After months of speculation, it’s official: Stacey Abrams is not running for U.S. Senate against David Perdue (R-GA) in 2020.
In an interview with GPB News Monday night, Abrams said that she is also not ruling out a White House run next year but will also not provide a timeline for any decision on that race. There are currently 20 candidates running for the Democratic nomination.
Last November, just two weeks after the former gubernatorial nominee refused to concede the election but acknowledged she would not be Georgia’s governor, Abrams gave a talk at the TEDWomen conference about the election and what was next for her.
“There are three questions I ask myself about everything I do,” Abrams told the crowd. “What do I want, why do I want it, and how do I get it?”
With rumors of potential pathways running rampant in the last few months, I posed those same questions to Abrams now that decision day had arrived: what did she want, why did she want it, and how did she plan on getting it?
“What I want is to continue to address the challenges that I see in our state and in our country around voter suppression and making certain that people are counted in the census,” she responded, without missing a beat.
Abrams says the two are yoked together “because of a deep desire to address inequality and poverty” in Georgia and beyond.
“Why I want this is because I know what it feels like to be isolated from opportunity,” she said. “I know what it means to have your voice muffled by systems that are not serving their purpose and by leaders who do not serve the people.
And how does she get there?
“In this case, not standing for an office that is not the right fit for me,” Abrams said. “And so I've declined to run for the U.S. Senate.

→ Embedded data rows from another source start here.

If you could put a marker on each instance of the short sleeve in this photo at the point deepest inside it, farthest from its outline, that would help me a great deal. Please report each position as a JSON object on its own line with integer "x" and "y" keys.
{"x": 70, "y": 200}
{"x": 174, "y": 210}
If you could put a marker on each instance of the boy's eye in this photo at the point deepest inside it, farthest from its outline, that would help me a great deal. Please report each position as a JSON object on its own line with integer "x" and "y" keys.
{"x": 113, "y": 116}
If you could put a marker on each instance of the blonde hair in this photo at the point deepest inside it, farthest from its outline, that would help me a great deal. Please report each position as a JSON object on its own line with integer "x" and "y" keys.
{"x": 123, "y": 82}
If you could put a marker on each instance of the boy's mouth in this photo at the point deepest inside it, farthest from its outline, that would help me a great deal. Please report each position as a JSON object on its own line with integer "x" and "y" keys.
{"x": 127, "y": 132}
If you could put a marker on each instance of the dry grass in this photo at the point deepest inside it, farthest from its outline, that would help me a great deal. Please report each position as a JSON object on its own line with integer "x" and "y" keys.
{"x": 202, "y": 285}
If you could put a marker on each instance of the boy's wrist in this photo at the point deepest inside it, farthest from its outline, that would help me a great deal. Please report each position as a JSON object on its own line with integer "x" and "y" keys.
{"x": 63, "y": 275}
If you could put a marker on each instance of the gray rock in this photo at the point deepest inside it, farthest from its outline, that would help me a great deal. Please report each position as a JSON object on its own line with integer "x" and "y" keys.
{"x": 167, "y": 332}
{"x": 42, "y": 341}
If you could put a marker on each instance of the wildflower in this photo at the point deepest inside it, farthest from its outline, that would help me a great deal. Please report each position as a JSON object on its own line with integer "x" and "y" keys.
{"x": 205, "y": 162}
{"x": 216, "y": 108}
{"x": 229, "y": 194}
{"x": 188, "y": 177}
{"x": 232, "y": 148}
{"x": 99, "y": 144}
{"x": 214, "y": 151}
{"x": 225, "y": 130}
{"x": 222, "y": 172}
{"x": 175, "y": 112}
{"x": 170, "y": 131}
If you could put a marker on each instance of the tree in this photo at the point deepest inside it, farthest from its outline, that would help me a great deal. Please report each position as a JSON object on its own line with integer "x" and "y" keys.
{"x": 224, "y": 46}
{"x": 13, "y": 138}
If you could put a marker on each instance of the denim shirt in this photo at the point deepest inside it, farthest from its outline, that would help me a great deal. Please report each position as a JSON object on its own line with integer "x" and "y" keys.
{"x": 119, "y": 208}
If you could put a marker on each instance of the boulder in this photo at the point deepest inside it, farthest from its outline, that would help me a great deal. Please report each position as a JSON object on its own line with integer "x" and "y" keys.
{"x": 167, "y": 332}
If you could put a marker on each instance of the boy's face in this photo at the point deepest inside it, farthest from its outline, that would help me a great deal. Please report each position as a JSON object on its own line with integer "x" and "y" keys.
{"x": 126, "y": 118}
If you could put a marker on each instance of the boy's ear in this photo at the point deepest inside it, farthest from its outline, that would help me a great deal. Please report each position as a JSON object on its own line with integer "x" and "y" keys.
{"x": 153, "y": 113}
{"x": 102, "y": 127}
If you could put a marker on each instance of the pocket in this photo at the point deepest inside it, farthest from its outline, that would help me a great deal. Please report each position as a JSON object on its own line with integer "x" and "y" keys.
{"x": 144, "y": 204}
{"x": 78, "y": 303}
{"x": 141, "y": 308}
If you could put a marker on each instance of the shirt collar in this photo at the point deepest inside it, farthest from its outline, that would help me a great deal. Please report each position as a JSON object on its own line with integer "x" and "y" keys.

The former state House Minority Leader said she will instead continue to work on two Georgia-focused initiatives, Fair Fight (dealing with Georgia’s elections) and Fair Count (dealing with the census) and find ways to “continue to center Georgia, but think about how we as a state continue to be a part of a national conversation.”
Abrams is a bit more coy when it comes to joining the crowded field of Democratic hopefuls trying to challenge President Donald Trump next year.
“I will say that I think the timetable is driven currently by anticipation and not necessarily by strategy,” she said. “I don’t feel the urgency that others do but that’s because I think about elections in a very specific way.”
Any decision made about that race will be made if and when Abrams feels it’s best for her and for Georgia.
“I will always center Georgia and center the South,” she said. “Those are the parts that draw me and they will always be core to what I do.”
Her next run is likely to be a rematch with Republican Gov. Brian Kemp, who narrowly defeated Abrams in a nationally-watched race that served as a proxy war over voting rights and the role the state should play in overseeing elections.
Abrams called Kemp the “architect of voter suppression” during the campaign, and alleged his tenure as secretary of state made it harder for minorities to vote. But Kemp pointed to a record number of registered voters, increased turnout and the state’s automatic voter registration policy as evidence to the contrary.
According to a recent Brennan Center study, Georgia registered 94 percent more voters since Sept. 2016 than if the state did not use automatic voter registration.
Whatever her next move is, the “how” may be easier this time.
Since the gubernatorial election and her TED talk, Abrams has maintained a highly visible national profile. She’s frequently found in headlines of national newspapers and magazines, has been making the TV rounds for the reprinting of her book and was the first African American woman to deliver the State of the Union response.
“My reason for running for Governor was simple,” she said, standing in a union hall in Atlanta. “I love our country and its promise of opportunity for all, and I stand here tonight because I hold fast to my father’s credo – together, we are coming for America, for a better America.”
Now that Abrams has made her intentions known in the Senate race, the Democratic field will quickly shape up. Former Columbus Mayor Teresa Tomlinson released a statement Tuesday morning that she will formally declare her candidacy Wed. May 1, and several other Democrats could launch bids in the coming weeks.